Als ich mich etwas genauer umsah, entdeckte ich bald mehrere Bekannte, die mit mir Nächte durchschwärmt, oder beim Spiele durchwacht hatten. Sie kennen ja auch den launigen Francesco, der uns mit seinen Einfällen so oft unterhalten hat, aber in dieser Gesellschaft war es mir nicht möglich, über ihn zu lachen, oder einen Spaß von ihm zu fordern, so ernst und ehrwürdig saß er unter den übrigen, von denen manche ihm aufmerksam zuhörten. Adriano, an dessen Einfalt wir uns so oft belustigt haben, hatte einen großen Zirkel um sich her versammelt und sprach mit großem Enthusiasmus und ebenso vielem Verstande; ich konnte nicht müde werden ihn anzuhören, und mich über meinen bisherigen Irrtum zu verwundern.
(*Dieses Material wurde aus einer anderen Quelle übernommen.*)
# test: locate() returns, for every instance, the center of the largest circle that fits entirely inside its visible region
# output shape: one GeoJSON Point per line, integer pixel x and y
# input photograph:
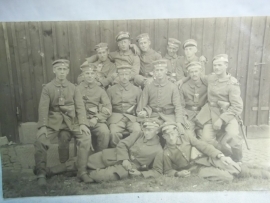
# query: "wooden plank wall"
{"type": "Point", "coordinates": [28, 48]}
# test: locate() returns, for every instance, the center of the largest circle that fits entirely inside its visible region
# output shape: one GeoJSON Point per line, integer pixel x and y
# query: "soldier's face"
{"type": "Point", "coordinates": [102, 54]}
{"type": "Point", "coordinates": [123, 45]}
{"type": "Point", "coordinates": [195, 74]}
{"type": "Point", "coordinates": [190, 51]}
{"type": "Point", "coordinates": [160, 72]}
{"type": "Point", "coordinates": [171, 137]}
{"type": "Point", "coordinates": [172, 50]}
{"type": "Point", "coordinates": [61, 72]}
{"type": "Point", "coordinates": [220, 67]}
{"type": "Point", "coordinates": [89, 76]}
{"type": "Point", "coordinates": [124, 77]}
{"type": "Point", "coordinates": [144, 44]}
{"type": "Point", "coordinates": [149, 133]}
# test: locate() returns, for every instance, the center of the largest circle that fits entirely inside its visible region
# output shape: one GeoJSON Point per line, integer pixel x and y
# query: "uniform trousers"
{"type": "Point", "coordinates": [43, 142]}
{"type": "Point", "coordinates": [118, 128]}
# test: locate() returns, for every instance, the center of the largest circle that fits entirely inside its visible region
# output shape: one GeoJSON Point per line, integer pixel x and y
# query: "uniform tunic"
{"type": "Point", "coordinates": [175, 66]}
{"type": "Point", "coordinates": [161, 99]}
{"type": "Point", "coordinates": [223, 91]}
{"type": "Point", "coordinates": [95, 100]}
{"type": "Point", "coordinates": [124, 101]}
{"type": "Point", "coordinates": [139, 151]}
{"type": "Point", "coordinates": [178, 157]}
{"type": "Point", "coordinates": [66, 117]}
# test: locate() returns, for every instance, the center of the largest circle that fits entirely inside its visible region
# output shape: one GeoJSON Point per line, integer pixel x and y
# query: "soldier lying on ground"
{"type": "Point", "coordinates": [106, 70]}
{"type": "Point", "coordinates": [131, 155]}
{"type": "Point", "coordinates": [184, 155]}
{"type": "Point", "coordinates": [124, 98]}
{"type": "Point", "coordinates": [61, 108]}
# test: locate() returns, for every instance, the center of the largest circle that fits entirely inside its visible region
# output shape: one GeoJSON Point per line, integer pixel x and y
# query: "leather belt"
{"type": "Point", "coordinates": [192, 108]}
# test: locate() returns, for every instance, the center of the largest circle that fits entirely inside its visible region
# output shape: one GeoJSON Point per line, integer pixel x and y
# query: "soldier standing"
{"type": "Point", "coordinates": [161, 98]}
{"type": "Point", "coordinates": [124, 98]}
{"type": "Point", "coordinates": [174, 61]}
{"type": "Point", "coordinates": [193, 96]}
{"type": "Point", "coordinates": [147, 57]}
{"type": "Point", "coordinates": [123, 56]}
{"type": "Point", "coordinates": [61, 108]}
{"type": "Point", "coordinates": [224, 105]}
{"type": "Point", "coordinates": [106, 70]}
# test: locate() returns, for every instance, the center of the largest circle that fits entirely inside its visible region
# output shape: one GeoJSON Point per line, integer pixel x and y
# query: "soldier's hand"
{"type": "Point", "coordinates": [84, 128]}
{"type": "Point", "coordinates": [186, 123]}
{"type": "Point", "coordinates": [41, 131]}
{"type": "Point", "coordinates": [127, 165]}
{"type": "Point", "coordinates": [142, 114]}
{"type": "Point", "coordinates": [217, 125]}
{"type": "Point", "coordinates": [135, 49]}
{"type": "Point", "coordinates": [134, 172]}
{"type": "Point", "coordinates": [203, 59]}
{"type": "Point", "coordinates": [93, 122]}
{"type": "Point", "coordinates": [179, 84]}
{"type": "Point", "coordinates": [180, 128]}
{"type": "Point", "coordinates": [183, 173]}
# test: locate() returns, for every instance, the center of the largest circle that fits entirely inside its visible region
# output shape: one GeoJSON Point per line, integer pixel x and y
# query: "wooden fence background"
{"type": "Point", "coordinates": [28, 48]}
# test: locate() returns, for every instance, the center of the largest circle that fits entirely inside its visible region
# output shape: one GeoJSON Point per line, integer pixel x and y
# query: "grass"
{"type": "Point", "coordinates": [21, 185]}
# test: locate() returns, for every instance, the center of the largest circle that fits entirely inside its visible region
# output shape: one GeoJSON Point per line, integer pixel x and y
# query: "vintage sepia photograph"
{"type": "Point", "coordinates": [135, 106]}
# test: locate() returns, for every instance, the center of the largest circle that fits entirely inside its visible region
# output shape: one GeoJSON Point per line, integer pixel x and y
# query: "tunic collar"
{"type": "Point", "coordinates": [162, 83]}
{"type": "Point", "coordinates": [59, 84]}
{"type": "Point", "coordinates": [153, 141]}
{"type": "Point", "coordinates": [127, 53]}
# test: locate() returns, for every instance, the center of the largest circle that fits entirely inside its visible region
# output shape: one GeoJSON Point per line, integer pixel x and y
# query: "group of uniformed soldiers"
{"type": "Point", "coordinates": [136, 113]}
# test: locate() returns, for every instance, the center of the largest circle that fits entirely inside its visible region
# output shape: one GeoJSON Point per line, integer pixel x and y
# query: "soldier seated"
{"type": "Point", "coordinates": [124, 98]}
{"type": "Point", "coordinates": [61, 109]}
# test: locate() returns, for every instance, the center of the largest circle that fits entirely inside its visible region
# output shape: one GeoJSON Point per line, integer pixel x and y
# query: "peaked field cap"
{"type": "Point", "coordinates": [151, 123]}
{"type": "Point", "coordinates": [124, 68]}
{"type": "Point", "coordinates": [194, 64]}
{"type": "Point", "coordinates": [220, 58]}
{"type": "Point", "coordinates": [61, 62]}
{"type": "Point", "coordinates": [160, 63]}
{"type": "Point", "coordinates": [168, 126]}
{"type": "Point", "coordinates": [189, 43]}
{"type": "Point", "coordinates": [142, 36]}
{"type": "Point", "coordinates": [101, 46]}
{"type": "Point", "coordinates": [174, 42]}
{"type": "Point", "coordinates": [88, 67]}
{"type": "Point", "coordinates": [122, 35]}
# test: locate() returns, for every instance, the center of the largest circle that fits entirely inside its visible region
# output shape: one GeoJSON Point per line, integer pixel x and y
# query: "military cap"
{"type": "Point", "coordinates": [142, 36]}
{"type": "Point", "coordinates": [194, 64]}
{"type": "Point", "coordinates": [160, 63]}
{"type": "Point", "coordinates": [221, 57]}
{"type": "Point", "coordinates": [88, 67]}
{"type": "Point", "coordinates": [122, 35]}
{"type": "Point", "coordinates": [123, 68]}
{"type": "Point", "coordinates": [189, 42]}
{"type": "Point", "coordinates": [101, 46]}
{"type": "Point", "coordinates": [168, 126]}
{"type": "Point", "coordinates": [174, 42]}
{"type": "Point", "coordinates": [151, 123]}
{"type": "Point", "coordinates": [60, 62]}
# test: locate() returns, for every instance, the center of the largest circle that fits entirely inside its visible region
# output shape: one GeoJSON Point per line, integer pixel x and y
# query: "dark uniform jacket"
{"type": "Point", "coordinates": [122, 100]}
{"type": "Point", "coordinates": [72, 111]}
{"type": "Point", "coordinates": [96, 101]}
{"type": "Point", "coordinates": [193, 97]}
{"type": "Point", "coordinates": [221, 90]}
{"type": "Point", "coordinates": [161, 100]}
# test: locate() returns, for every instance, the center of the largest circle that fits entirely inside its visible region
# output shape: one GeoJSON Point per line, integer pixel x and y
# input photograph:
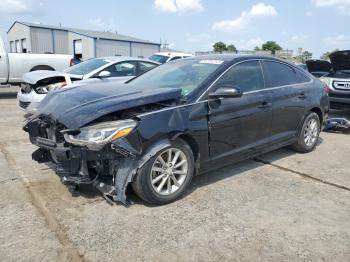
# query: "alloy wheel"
{"type": "Point", "coordinates": [311, 132]}
{"type": "Point", "coordinates": [169, 171]}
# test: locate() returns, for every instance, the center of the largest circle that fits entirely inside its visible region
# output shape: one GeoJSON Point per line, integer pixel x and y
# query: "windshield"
{"type": "Point", "coordinates": [159, 58]}
{"type": "Point", "coordinates": [86, 67]}
{"type": "Point", "coordinates": [184, 74]}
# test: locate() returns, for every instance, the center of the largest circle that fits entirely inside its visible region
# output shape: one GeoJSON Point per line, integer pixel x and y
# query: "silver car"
{"type": "Point", "coordinates": [37, 84]}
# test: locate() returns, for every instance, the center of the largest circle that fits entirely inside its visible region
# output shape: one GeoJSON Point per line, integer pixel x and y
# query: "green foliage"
{"type": "Point", "coordinates": [219, 47]}
{"type": "Point", "coordinates": [231, 49]}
Es war mir, als wäre ich plötzlich in die Gesellschaft von abgeschiedenen Geistern entrückt, die im Tode alles Irdische von sich werfen, und selbst ihren Brüdern unkenntlich sind. – Alle begegneten dem alten Andrea mit der ausgezeichnetsten Achtung, alle beugten sich vor ihm, wie vor einem höheren Wesen, und meine Ehrfurcht vor meinem alten Freunde ward dadurch nur um so größer.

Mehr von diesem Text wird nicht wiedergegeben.